§ 68 SächsPersVG, Polizeivollzugsdienst

§ 68 SächsPersVG
Sächsisches Personalvertretungsgesetz (SächsPersVG) 
Landesrecht Sachsen

Teil 7 – Besondere Vertretungen

Titel: Sächsisches Personalvertretungsgesetz (SächsPersVG) 
Normgeber: Sachsen
Amtliche Abkürzung: SächsPersVG
Gliederungs-Nr.: 244-3
Normtyp: Gesetz

(1) Polizei-Personalräte werden gebildet in

  1. 1.

    dem Präsidium der Bereitschaftspolizei,

  2. 2.

    den Polizeidirektionen,

  3. 3.

    dem Landeskriminalamt,

  4. 4.

    dem Polizeiverwaltungsamt sowie

  5. 5.

    der Hochschule der Sächsischen Polizei (FH).

(2) Auf Polizeidienststellen findet § 6 Abs. 3 keine Anwendung. Auf den Polizei-Personalrat im Präsidium der Bereitschaftspolizei findet § 27 Abs. 2 Nr. 1 keine Anwendung.
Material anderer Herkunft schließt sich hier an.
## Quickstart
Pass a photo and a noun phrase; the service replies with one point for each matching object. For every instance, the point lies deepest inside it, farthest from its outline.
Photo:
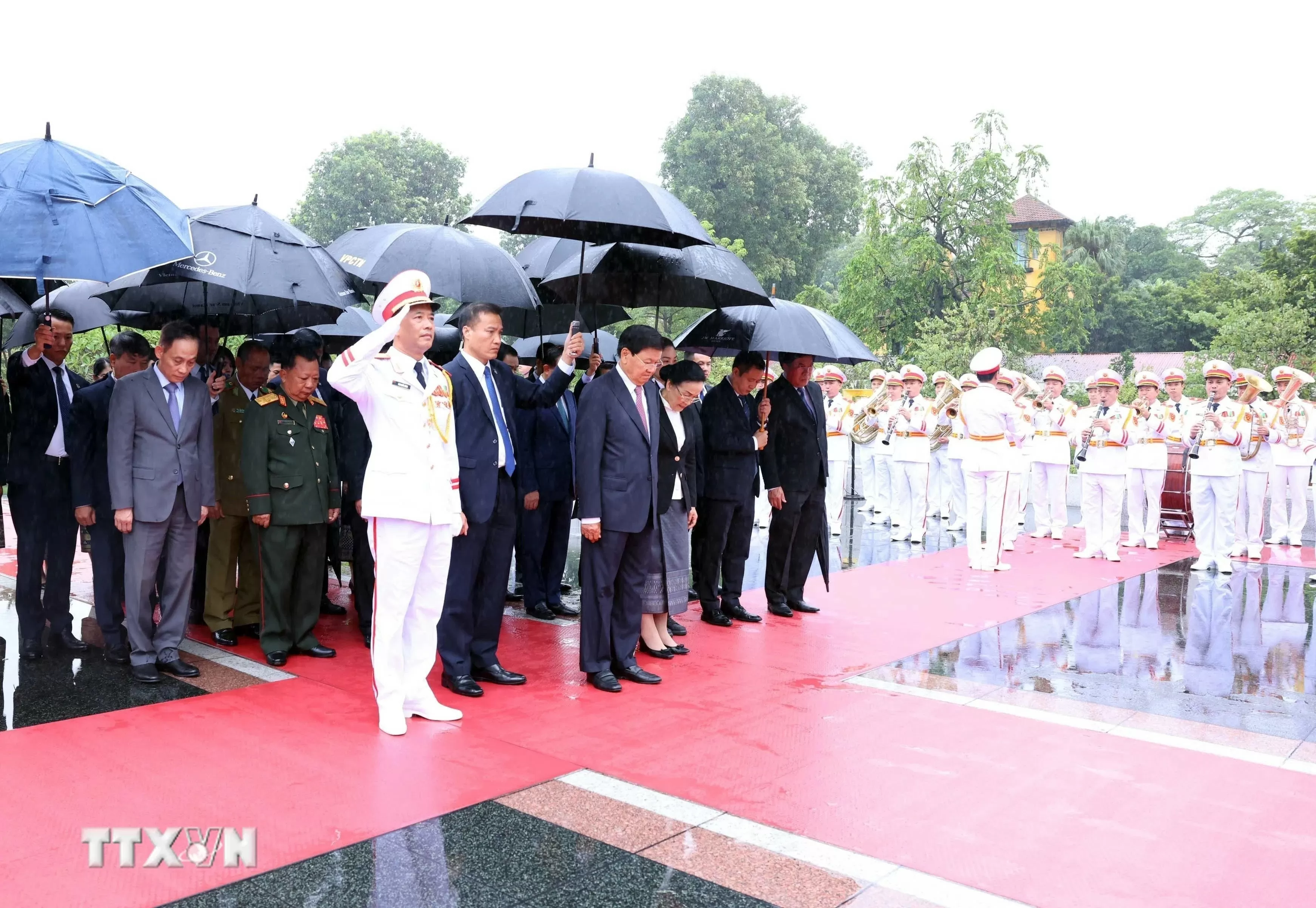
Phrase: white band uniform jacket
(1050, 432)
(414, 470)
(1148, 449)
(1219, 454)
(992, 422)
(1107, 452)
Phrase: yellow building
(1048, 224)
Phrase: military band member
(1293, 453)
(293, 489)
(1257, 435)
(411, 494)
(1148, 461)
(840, 422)
(1104, 433)
(910, 459)
(1052, 456)
(1215, 431)
(992, 422)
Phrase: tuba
(862, 433)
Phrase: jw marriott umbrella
(460, 265)
(71, 215)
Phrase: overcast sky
(1144, 108)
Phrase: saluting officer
(293, 495)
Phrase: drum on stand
(1177, 495)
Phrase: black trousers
(362, 568)
(43, 510)
(728, 527)
(614, 571)
(107, 577)
(477, 586)
(791, 541)
(545, 533)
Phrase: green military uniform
(232, 541)
(291, 474)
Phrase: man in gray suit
(161, 486)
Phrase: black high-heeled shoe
(663, 655)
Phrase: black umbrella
(460, 266)
(698, 278)
(252, 270)
(785, 328)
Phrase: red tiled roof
(1031, 212)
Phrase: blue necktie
(499, 420)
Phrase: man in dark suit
(618, 483)
(40, 486)
(485, 397)
(732, 441)
(90, 481)
(794, 465)
(547, 486)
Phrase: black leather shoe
(604, 681)
(739, 612)
(715, 616)
(497, 674)
(636, 674)
(539, 611)
(661, 655)
(68, 640)
(462, 685)
(179, 669)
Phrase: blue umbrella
(71, 215)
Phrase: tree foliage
(749, 164)
(381, 178)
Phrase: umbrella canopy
(252, 273)
(785, 328)
(76, 299)
(460, 266)
(527, 347)
(69, 214)
(636, 275)
(590, 204)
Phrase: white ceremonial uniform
(1050, 459)
(1254, 478)
(910, 462)
(956, 472)
(840, 420)
(1293, 457)
(1215, 479)
(1103, 478)
(412, 502)
(992, 422)
(1148, 460)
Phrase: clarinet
(891, 426)
(1082, 452)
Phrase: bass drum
(1177, 495)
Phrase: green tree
(381, 178)
(1236, 227)
(749, 164)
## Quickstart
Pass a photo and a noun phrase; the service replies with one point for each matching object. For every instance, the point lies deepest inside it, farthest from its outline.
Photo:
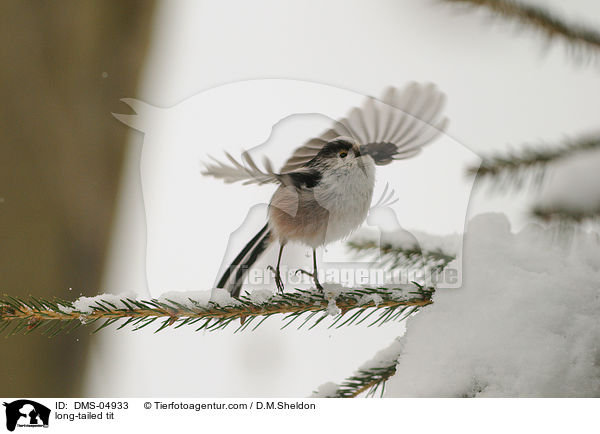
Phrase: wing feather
(393, 128)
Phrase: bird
(324, 190)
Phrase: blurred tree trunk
(65, 65)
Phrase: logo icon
(26, 413)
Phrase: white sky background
(503, 89)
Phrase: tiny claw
(300, 270)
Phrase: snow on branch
(214, 310)
(369, 378)
(579, 37)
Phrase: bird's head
(340, 153)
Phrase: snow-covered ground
(525, 322)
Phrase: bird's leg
(314, 274)
(278, 281)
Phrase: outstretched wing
(248, 172)
(393, 128)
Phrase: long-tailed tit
(325, 188)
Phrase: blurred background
(73, 218)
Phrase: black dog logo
(28, 409)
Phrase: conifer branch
(402, 256)
(379, 305)
(370, 378)
(579, 37)
(367, 380)
(530, 162)
(566, 215)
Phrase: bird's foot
(313, 275)
(278, 281)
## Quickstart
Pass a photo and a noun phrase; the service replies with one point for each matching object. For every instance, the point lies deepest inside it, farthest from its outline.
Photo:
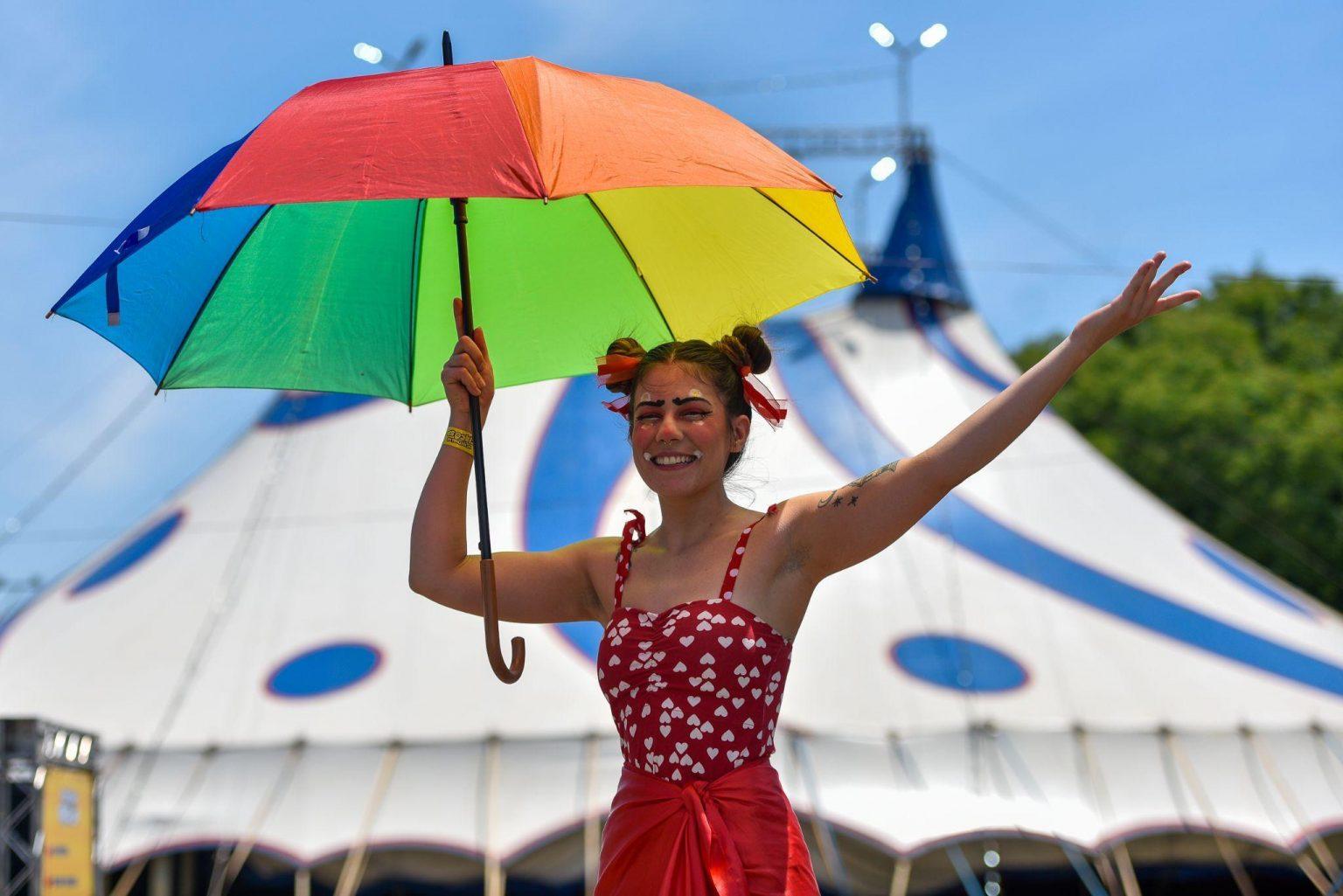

(3) Die Beschäftigten der in Absatz 1 genannten Dienststellen wählen einen Polizei-Hauptpersonalrat im Staatsministerium des Innern. Der Polizei-Hauptpersonalrat und der allgemeine Hauptpersonalrat beraten in gemeinsamen Angelegenheiten zusammen, beschließen jedoch getrennt.

(4) Eine Beteiligung der Polizei-Personalräte findet nicht statt

  1. 1.

    bei Anordnungen, durch die der Einsatz oder die Einsatzübung geregelt wird,

  2. 2.

    bei der Einstellung für die Ausbildung im Polizeivollzugsdienst.

(5) Bei Polizeibeamten tritt in den Fällen des § 80 Abs. 1 Satz 1 Nr. 4 und 5 an die Stelle der Mitbestimmung die Mitwirkung. Bei Polizeibeamten, die sich in der Ausbildung befinden, entfällt in diesen Fällen auch die Mitwirkung.